White acquiesça d’un signe de tête. S’il appréciait un bon verre de vin de temps en temps, il ne buvait pas plus que ça… Ça dépendrait juste de la durée qu’il resterait en Libye. Il avait toujours son billet retour pour Rome valable soixante jours et il était prêt à refaire l’expédition inverse si nécessaire. Donc, Novikov pouvait bien lui dire ce qu’il voulait, il ne s’alarmerait pas pour autant.

-          Mais pourquoi du Pepsi cola ?

-          Parce que toutes les marques qui choisissent de vendre leurs produits en Israël sont interdites ici. Donc, pas de Coca cola par exemple… Vous vous y ferez, j’en suis sûr.

-          Mais qu’est-ce qui vous dit que je vais rester dans ce pays ?

-          Parce que je le sais… Demain, vous rencontrerez un émissaire du Raïs qui vous expliquera tout. C’est à lui que vous livrerez le courrier que Berger vous a confié.

Donc, Novikov et Abdulayev étaient au courant de sa mission secrète. Qui d’autre ?

-          Autre chose : vous ne pourrez pas sortir du périmètre de l’hôtel sans autorisation. Donc, pas la peine d’essayer.
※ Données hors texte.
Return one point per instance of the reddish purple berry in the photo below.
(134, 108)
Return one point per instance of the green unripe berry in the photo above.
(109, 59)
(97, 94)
Profitez de la piscine, du hammam, buvez autant de sodas que vous voudrez, profitez-en pour vous restaurer, la cuisine locale est très bonne ici, faites du shopping dans le mall de l’hôtel, mais ne sortez pas. Ici, vous êtes protégé, dehors, c’est dangereux.

En règle générale, Bernie White appréciait d’être en sécurité, mais il avait fini par repérer des types en costume sombre qui communiquaient avec des talkies-walkies, et qui montraient une proéminence voyante au niveau des aisselles, c’est-à-dire une arme dans un holster : cette sécurité n’était pas seulement là pour l’empêcher de sortir, mais pour en empêcher d’autres d’entrer. Kadhafi n’était peut-être plus le seul maître du pays ? La mise en place de l’embargo par l’ONU, l’avait-il plus affaibli que prévu ?

-          Nous viendrons vous chercher demain matin à 9h. Soyez prêt… Bonne soirée docteur. Dormez bien, la journée de demain sera sûrement longue aussi.

Enfin, il rencontrerait bientôt le contact de Berger, c’était le principal.

La soirée de Bernie White allait être très courte : une douche et au lit. Après avoir dîné dans le restaurant de l’hôtel, il monta dans sa chambre, fourbu. La 504 roulait très bien, mais niveau confort ce n’était plus tout à fait ça.